Additionally, this is one of the main reasons that liberal activists and parties in Egypt have refused to join the movement. Amr Bakly, a liberal democracy and peace activist, told MEE that the motives of the BDS campaign were in line with the current repressive government in Egypt. He said the reason there has not been an effort by the government to even stall this movement is due to the fact that it legitimises “the government’s main speaking point about being the keepers of peace and stability in the region, and that getting rid of the current rule would mean getting rid of peace and stability in the Middle East”.

As El Chazli points out, “The Egyptian state has always played on the ambivalence of its relationship to Israel, legally bound by a peace treaty (also bound by relations with the US) but [at] the same [time] using a nationalistic anti-Israeli rhetoric when needed.”

The differentiation between those in power and those who are not further complicates the framework within which the BDS Egypt Movement is being launched. On which side does this social movement add the most benefit?

“This social movement is in support of this contradictory position of the government, and it is therefore supporting this idea by the government: that we need to cut ties with Israel and we need to maintain this cold peace, and that we need to keep the relationship to governmental cooperation only, not social cooperation, Bakly told MEE.
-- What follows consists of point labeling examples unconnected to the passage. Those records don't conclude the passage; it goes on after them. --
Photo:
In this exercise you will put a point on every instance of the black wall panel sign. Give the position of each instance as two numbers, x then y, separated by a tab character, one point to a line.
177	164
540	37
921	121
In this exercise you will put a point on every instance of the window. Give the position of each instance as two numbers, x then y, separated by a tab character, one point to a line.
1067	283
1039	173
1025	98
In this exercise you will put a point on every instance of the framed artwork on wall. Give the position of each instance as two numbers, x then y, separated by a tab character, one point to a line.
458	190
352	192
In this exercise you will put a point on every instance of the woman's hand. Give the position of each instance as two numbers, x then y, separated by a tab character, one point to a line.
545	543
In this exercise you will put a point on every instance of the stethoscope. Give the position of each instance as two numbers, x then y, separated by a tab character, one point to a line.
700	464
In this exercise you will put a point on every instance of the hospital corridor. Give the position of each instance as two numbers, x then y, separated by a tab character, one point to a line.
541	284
Removing the power from society to decide on the form of cooperation it wants with another state, if any, is against the democratic rule to which the Egyptian government supposedly conforms. The patriarchal and condescending rhetoric works in favour of legitimising the fear and insecurity doled out to the Egyptian public to encourage military rule and repression.

Back to basics

The underlying purpose of the global BDS movement, and by extension the BDS Egypt Movement, is to return dignity to the Palestinian people through economic and cultural isolation, pressuring Israel to conform to international law. This in itself is an important and worthy purpose.

However, the current framework of elevation or repression, the paradigm of war and peace, and the contradictory rhetoric in Egypt all do not lend a strong foundation on which to build yet another social movement which does not have a clear political and foreign policy.
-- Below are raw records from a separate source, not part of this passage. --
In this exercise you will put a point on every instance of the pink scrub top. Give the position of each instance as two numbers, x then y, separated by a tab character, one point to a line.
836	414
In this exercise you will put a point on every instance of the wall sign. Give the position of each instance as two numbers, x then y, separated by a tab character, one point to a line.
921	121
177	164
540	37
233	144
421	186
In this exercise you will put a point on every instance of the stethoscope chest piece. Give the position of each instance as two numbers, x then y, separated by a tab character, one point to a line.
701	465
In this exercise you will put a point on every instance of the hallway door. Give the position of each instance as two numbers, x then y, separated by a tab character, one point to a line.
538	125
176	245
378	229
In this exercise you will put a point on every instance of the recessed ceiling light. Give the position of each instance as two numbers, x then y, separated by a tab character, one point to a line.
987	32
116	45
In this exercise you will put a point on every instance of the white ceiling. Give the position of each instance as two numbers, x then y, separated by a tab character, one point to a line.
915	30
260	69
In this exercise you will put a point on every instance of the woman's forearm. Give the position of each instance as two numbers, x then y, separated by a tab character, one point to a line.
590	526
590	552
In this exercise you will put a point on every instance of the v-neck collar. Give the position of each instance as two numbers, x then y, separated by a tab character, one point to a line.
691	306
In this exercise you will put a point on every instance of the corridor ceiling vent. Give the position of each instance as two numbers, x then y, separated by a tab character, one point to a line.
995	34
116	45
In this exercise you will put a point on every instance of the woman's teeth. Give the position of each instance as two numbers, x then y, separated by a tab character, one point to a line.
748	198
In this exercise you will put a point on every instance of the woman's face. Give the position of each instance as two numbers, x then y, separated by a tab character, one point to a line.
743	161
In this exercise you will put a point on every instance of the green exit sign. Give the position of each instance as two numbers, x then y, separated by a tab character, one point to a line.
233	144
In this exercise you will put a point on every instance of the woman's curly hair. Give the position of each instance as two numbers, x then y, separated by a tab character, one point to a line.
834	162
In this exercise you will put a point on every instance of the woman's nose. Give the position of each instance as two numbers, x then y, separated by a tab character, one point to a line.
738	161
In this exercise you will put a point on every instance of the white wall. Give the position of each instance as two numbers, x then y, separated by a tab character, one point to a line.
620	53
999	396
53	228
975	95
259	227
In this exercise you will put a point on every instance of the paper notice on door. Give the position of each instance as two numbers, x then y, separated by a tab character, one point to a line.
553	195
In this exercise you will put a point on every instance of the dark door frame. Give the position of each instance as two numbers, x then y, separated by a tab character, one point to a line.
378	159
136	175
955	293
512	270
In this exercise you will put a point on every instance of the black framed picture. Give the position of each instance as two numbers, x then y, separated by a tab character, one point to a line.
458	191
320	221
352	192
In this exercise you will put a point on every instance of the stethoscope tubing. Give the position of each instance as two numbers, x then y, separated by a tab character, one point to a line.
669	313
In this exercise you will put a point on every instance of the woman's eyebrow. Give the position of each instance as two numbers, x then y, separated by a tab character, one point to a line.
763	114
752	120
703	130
Do we as Arabs yet again abandon the Palestinian people, as we have been doing for decades? Do we solely look after our own societal and ideological interests? Can there be other forms of returning the dignity required for the Palestinian people while still working on elevating pressure on Israel to cease its inhumane and internationally illegal procedures?
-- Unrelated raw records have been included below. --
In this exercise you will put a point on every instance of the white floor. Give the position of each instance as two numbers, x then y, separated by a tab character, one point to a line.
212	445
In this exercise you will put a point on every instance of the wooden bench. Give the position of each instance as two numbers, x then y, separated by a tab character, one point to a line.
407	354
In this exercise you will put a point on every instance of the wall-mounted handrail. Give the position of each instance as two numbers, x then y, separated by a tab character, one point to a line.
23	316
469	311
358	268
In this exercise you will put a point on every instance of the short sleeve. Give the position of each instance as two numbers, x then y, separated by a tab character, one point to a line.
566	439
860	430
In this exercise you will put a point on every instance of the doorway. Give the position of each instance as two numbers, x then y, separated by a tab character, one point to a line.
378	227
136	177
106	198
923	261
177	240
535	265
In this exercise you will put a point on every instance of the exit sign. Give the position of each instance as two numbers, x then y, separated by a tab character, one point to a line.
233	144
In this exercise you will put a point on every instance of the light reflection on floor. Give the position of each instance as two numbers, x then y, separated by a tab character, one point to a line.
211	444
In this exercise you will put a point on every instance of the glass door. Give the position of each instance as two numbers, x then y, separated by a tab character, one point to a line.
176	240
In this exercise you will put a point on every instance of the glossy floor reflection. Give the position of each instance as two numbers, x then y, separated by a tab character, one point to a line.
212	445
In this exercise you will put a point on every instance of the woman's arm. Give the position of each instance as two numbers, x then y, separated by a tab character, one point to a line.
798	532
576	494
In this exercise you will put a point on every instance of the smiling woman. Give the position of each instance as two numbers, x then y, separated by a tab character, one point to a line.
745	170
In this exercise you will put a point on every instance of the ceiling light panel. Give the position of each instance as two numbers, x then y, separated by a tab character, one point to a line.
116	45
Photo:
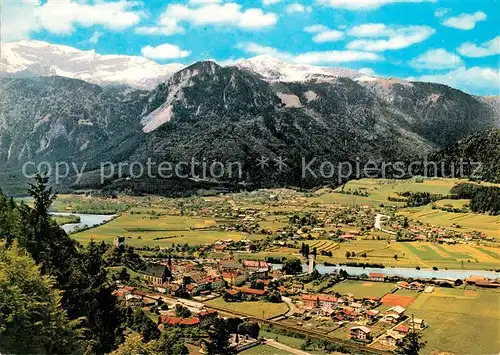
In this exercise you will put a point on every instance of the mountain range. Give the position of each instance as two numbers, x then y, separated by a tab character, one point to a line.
56	104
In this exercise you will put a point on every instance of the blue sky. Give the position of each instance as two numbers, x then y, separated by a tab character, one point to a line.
453	42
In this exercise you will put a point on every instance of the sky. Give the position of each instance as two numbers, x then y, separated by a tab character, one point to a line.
452	42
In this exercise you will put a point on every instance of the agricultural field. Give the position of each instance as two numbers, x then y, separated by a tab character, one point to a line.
452	203
287	340
264	349
451	256
468	222
158	229
461	321
362	289
258	309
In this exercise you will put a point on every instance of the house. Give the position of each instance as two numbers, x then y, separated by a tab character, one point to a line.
397	309
347	237
391	338
155	274
219	247
417	286
403	284
417	323
372	313
402	329
310	301
324	302
360	333
251	291
133	300
148	302
177	321
123	291
375	276
394	314
256	265
327	303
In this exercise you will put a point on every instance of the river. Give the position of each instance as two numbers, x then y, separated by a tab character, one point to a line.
86	220
404	272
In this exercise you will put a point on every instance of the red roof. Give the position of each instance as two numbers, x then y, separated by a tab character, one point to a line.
180	321
232	292
252	291
402	328
324	298
140	293
203	314
309	297
255	263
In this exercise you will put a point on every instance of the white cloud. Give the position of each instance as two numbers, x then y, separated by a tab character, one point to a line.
164	51
229	14
387	38
61	16
437	59
22	18
478	80
296	7
203	2
165	26
270	2
328	36
315	29
317	57
335	57
96	36
469	49
465	21
367	71
441	12
18	19
365	4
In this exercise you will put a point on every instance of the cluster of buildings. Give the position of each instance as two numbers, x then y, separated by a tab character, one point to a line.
203	280
402	325
362	316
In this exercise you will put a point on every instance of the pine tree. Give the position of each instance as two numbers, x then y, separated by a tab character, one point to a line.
31	317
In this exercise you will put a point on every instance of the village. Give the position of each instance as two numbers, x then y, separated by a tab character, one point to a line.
374	319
While working outside of Israel, many movements, unions, churches and individuals have taken up the peaceful and conscientious weapon of economic, social and cultural boycotts. However, one form of working from within the state of Israel has not been fully approached by Arab states, due to both social condemnation as well as the lack of political will: to work actively with peace activists within Israel who support and push forward Arab and human rights.

As opposed to increasing the extremism on both sides of the argument, there is a real need to approach the issue from a perspective of peaceful cooperation with Israeli activists who are not only interested in the average Egyptian but also hope to increase the space for dialogue to forge a way forward.

The Egyptian government has officially chosen the peace process and the average Egyptian citizen knows that we are unable to choose any other process due to a weakened economic and security situation. If individuals want to contribute to the Palestinian cause, let it be through direct support of the Palestinian people and through work with allies within Israel. This is a long road, but if dignity and humanistic ethics are involved, real and compassionate democracy and cooperation could flourish in Palestine, Israel and Egypt.